During recording sessions for their 2019 original album release FIGHT LIKE A BAND, the band warmed up each day by ripping through some of their favorite southern rock classics; what started as a fun way to loosen up in the studio has now become a powerful musical statement.
“At first, we didn’t even know Mike (producer Mike Dresch) was recording,” Ron says. “We were just having fun. But of course, Mike records everything we do, and when I started listening back I realized that we had something special on our hands.
“South X South Dakota is a really cool way to pay tribute to those southern rock heroes that provided such a big part of the soundtrack of our lives, while introducing a new generation of fans to these timeless songs.”
The album’s first single and video is “Red White & Blue,” originally recorded by Lynyrd Skynyrd. Dealing with the “social distancing” required during the global 2020 Covid-19 pandemic, the band members were each filmed at separate iconic locations including Mt. Rushmore. Another featured track is “Don’t Misunderstand Me,” a hard rocking duet which pairs the Metal Cowboy with the powerhouse vocalist Jasmine Cain (2016 Nashville Music Awards “Artist Of The Year”).

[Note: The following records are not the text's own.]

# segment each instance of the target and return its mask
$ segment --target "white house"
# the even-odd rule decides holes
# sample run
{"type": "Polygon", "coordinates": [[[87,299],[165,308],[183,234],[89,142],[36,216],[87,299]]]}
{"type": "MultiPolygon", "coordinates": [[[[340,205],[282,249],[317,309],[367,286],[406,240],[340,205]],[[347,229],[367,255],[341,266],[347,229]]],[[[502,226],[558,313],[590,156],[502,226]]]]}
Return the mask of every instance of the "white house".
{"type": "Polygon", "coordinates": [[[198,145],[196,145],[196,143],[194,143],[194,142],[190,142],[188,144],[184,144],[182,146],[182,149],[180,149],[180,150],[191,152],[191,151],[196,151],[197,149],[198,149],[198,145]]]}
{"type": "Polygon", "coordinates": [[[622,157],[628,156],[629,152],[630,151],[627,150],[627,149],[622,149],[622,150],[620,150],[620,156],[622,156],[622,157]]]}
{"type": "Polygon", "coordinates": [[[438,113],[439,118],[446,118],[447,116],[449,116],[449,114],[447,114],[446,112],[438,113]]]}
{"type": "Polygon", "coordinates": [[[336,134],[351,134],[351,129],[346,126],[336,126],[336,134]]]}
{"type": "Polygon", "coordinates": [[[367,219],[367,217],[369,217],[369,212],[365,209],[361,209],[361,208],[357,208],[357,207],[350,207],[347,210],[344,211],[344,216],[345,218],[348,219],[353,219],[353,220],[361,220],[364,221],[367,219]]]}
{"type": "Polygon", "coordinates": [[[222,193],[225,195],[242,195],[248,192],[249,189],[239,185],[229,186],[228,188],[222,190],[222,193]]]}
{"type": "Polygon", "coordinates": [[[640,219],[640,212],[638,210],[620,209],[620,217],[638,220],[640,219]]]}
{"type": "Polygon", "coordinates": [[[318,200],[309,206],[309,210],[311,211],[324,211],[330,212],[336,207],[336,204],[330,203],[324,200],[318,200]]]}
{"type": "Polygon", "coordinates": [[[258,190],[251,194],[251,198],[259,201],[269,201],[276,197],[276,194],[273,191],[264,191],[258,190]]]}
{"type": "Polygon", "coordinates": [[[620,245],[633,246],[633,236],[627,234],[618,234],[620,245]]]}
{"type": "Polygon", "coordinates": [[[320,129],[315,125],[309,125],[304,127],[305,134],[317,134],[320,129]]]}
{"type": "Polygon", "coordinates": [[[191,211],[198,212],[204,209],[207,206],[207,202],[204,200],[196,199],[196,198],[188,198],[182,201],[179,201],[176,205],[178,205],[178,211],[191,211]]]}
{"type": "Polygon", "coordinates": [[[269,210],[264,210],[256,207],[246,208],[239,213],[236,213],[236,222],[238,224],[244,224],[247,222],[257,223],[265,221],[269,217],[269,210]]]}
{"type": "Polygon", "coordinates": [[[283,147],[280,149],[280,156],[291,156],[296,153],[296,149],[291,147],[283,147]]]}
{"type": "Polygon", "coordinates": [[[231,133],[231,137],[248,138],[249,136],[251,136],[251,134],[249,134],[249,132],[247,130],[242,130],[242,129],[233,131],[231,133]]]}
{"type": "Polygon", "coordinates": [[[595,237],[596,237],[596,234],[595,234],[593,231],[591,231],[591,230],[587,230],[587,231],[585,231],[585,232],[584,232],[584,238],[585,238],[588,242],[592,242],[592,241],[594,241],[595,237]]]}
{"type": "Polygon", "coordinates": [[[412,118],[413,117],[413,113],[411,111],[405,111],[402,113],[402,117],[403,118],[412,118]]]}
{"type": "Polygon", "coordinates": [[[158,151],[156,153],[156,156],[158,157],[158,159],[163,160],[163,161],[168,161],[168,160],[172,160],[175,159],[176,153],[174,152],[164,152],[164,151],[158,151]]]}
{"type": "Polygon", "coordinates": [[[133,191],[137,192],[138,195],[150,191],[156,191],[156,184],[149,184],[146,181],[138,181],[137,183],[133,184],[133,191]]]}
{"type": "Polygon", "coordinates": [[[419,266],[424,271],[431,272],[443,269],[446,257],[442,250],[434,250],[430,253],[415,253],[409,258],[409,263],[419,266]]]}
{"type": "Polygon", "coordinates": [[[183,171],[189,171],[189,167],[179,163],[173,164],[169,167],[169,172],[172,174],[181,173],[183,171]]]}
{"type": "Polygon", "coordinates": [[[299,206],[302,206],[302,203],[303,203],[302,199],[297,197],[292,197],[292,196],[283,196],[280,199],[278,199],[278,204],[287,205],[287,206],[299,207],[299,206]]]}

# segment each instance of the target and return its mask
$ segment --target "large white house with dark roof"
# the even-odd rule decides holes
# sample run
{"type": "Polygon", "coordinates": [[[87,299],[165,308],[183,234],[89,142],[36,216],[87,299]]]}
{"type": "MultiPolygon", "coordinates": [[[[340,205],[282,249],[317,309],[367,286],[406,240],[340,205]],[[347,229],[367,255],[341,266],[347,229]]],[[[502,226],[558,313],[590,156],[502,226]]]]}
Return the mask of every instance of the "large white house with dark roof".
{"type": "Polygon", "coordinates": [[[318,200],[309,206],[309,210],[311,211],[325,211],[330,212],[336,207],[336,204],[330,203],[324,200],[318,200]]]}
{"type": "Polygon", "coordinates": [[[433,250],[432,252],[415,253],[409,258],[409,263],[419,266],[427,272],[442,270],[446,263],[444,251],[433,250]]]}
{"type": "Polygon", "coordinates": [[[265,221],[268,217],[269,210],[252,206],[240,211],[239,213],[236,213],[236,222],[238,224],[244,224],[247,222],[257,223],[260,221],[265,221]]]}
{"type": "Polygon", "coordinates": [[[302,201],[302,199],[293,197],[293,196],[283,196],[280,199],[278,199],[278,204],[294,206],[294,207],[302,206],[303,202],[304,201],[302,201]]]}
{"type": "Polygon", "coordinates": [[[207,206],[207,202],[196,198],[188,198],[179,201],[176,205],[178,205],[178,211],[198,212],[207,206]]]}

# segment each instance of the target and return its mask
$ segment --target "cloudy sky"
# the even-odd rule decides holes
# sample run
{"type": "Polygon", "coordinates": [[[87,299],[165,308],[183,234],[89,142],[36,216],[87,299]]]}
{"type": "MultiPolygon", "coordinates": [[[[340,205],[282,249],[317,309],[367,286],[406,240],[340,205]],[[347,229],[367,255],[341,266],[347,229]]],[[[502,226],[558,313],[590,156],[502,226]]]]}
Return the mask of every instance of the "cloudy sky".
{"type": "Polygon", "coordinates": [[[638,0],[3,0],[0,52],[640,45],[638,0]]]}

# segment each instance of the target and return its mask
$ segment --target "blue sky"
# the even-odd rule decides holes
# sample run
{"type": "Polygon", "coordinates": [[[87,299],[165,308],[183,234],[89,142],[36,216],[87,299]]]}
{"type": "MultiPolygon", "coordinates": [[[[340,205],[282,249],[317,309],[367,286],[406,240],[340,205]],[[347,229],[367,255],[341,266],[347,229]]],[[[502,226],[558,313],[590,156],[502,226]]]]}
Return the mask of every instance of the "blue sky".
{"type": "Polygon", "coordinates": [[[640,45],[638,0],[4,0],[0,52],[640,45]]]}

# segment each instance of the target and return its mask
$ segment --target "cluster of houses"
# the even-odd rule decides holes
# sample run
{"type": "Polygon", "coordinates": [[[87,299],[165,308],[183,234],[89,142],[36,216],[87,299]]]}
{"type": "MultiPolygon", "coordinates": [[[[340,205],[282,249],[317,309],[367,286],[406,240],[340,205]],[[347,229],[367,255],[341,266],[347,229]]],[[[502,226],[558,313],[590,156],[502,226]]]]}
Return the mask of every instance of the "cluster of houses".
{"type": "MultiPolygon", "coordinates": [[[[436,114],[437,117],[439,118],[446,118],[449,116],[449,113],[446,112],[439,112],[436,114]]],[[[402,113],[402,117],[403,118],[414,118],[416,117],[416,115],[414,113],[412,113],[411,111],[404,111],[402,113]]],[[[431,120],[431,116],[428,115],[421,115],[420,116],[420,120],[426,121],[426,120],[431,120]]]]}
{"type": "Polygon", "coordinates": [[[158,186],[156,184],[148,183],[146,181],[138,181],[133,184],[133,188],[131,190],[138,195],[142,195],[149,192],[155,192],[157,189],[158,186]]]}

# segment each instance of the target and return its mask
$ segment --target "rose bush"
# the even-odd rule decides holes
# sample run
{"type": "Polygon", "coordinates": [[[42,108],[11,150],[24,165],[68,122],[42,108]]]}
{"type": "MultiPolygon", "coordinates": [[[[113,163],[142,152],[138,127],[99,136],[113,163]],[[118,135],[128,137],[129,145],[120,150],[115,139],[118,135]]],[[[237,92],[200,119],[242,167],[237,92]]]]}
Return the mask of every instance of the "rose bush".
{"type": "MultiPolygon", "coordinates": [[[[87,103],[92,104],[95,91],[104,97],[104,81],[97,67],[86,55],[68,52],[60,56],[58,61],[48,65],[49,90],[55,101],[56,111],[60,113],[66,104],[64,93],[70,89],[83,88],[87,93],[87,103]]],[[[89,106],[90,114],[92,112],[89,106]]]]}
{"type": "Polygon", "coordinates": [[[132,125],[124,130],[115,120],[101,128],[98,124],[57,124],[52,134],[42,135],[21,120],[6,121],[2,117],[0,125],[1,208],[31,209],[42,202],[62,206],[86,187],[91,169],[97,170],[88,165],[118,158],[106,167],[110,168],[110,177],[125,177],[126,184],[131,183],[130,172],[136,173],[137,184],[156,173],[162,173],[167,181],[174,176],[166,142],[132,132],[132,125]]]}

RKB’s cover of the Outlaws classic “Ghost Riders In The Sky” (produced by Henry Paul) was the debut single and video when they were known as the “Badlands House Band,” and “Homesick” (originally recorded by Atlanta Rhythm Section) was their 2017 summer single. Both of those recordings are included in the new SxSD collection.
“For 10 years during the 80’s, Hollywood was home,” Keel reflects. “But I was born in Georgia as the son of a construction worker, and Nashville’s where I got my start as a recording artist. My fans as well as my critics all know that I have one foot on either side of the tracks; there’s a common thread here that ties it all together – toughness and twang as Metal and Country collide on sacred southern ground.”